We love that our clients are able to put analytics to work with campaigns in the online world that take advantage of increasingly sophisticated targeting capabilities and highly segmented audiences. But it's astonishing to hear the never ending lament from the online publishing side that rates are low and ad buyers just don't place a high-enough value on their product. The inescapable implication is that the marketers and media buyers just don't get it; that they're somehow not bright enough to see what targeting can do.
I'm sympathetic to being passionate about the value one brings to the table, but I think the ones who don't "get it" are those that believe buyers who are getting a great product at a low price are dim witted.
An Ad Age report this morning, Online CPM Prices Take Tumble, continues to attribute ever falling online CPMs to confusion about the superior value of the product. Here's the analysis, in brief:
Problem:
- CPM rates are in the basement, below $1 for remnant inventory.
- Sell through rates are so low, around 30% for some online publishers, that remnant inventory pricing is driving the market.
Diagnosis:
- Marketers who have become accostomed to using the web for high-volume, low-yield campaigns never developed the sophistication to take advantage of the better targeting that can generate higher yields.

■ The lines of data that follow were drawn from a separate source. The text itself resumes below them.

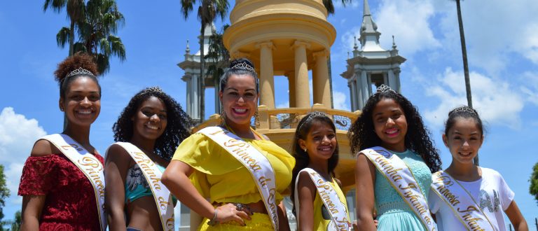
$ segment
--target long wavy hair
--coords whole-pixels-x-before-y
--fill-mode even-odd
[[[441,162],[438,150],[429,138],[431,133],[424,125],[418,110],[406,97],[392,90],[375,93],[368,99],[362,109],[362,114],[347,132],[352,153],[382,146],[382,141],[374,131],[372,113],[375,105],[385,99],[394,100],[404,109],[408,125],[404,141],[406,148],[418,153],[432,172],[441,170]]]
[[[326,115],[317,111],[309,113],[297,125],[298,128],[295,131],[291,148],[291,151],[293,152],[291,155],[295,158],[295,167],[291,172],[291,196],[290,197],[291,201],[294,202],[292,209],[294,214],[295,214],[295,181],[298,177],[299,172],[307,167],[310,162],[310,158],[308,156],[308,153],[301,148],[299,139],[306,140],[308,133],[310,132],[312,125],[315,123],[325,123],[329,125],[335,133],[336,132],[336,127],[334,126],[333,120]],[[335,139],[336,139],[336,136]],[[337,140],[336,147],[334,149],[333,155],[327,161],[329,173],[333,176],[334,176],[334,169],[336,168],[338,164],[338,142]]]
[[[179,143],[191,135],[190,128],[193,123],[181,106],[159,88],[146,88],[131,99],[112,127],[114,141],[130,141],[134,132],[131,118],[137,113],[142,102],[151,97],[155,97],[165,104],[167,120],[165,132],[157,138],[153,150],[163,159],[170,161]]]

- Too few publishers have the discipline to "stand up for themselves", sell to the value, and hold the line on pricing.
Solution:
- Better educate buyers about the superior value of highly segmented audiences and ever-better-targeted impressions.
- Be more disciplined about pricing, and refuse to give away inventory below its true value.
This analysis might hold water if not for the most critical characteristic of this industry: nearly unlimited supply at a marginal cost of effectively zero.